Je ne me donne pas la peine de répondre. En plein océan, j’ai toute confiance. C’est mon univers. Il ne me fera jamais de mal. Et s’il souhaite me prendre, eh bien soit.
— Orpheus ?!
Le premier éclair zèbre le ciel. Une cathédrale de lumière s’abat sur la surface, éclate en dizaines d’arcs iridescents, puis s’effondre aussi vite qu’elle est apparue. L’espace d’une seconde, l’eau vire au bleu turquoise. C’est là que je l’aperçois. Une silhouette juste en dessous de moi, son regard braqué sur le mien, séparée par à peine quelques centimètres de plexiglas.
Je sursaute malgré moi. Le tonnerre roule ; l’obscurité retombe. Je demeure agenouillé sur le fond du bateau, les mains plaquées sur la vitre couverte de pluie, dans l’espoir de déchiffrer dans les flots une esquisse d’indice, une explication… La foudre frappe à nouveau, pour n’éclairer que du vide.
— Et merde !
Je me relève et cherche autour de moi. Mon matériel de plongée… Tout est resté chez Ophélie.
— C’est pas vrai…
La fureur de l’océan redouble. Une vague passe par-dessus bord et m’envoie valser contre le bastingage arrière. Il ne m’en faut pas plus pour me décider. Je prends tout juste le temps de retirer mes chaussures, puis je me jette à la mer, comme ce jour-là quand j’avais douze ans, comme ma mère avant moi.
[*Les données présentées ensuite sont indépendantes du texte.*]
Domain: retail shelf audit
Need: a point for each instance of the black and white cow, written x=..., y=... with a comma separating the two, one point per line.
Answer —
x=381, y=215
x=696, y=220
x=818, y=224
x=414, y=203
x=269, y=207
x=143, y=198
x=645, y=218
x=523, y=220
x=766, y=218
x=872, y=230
Je nage directement vers le fond, le plus profondément possible, indifférent à la pression qui augmente rapidement contre mes tympans. Si j’étais un animal en fuite, c’est ce que je ferais. Se mettre à l’abri très loin sous la surface, loin de cet ennemi que l’on ne connaît pas, jusqu’à l’endroit où il ne pourra plus nous suivre…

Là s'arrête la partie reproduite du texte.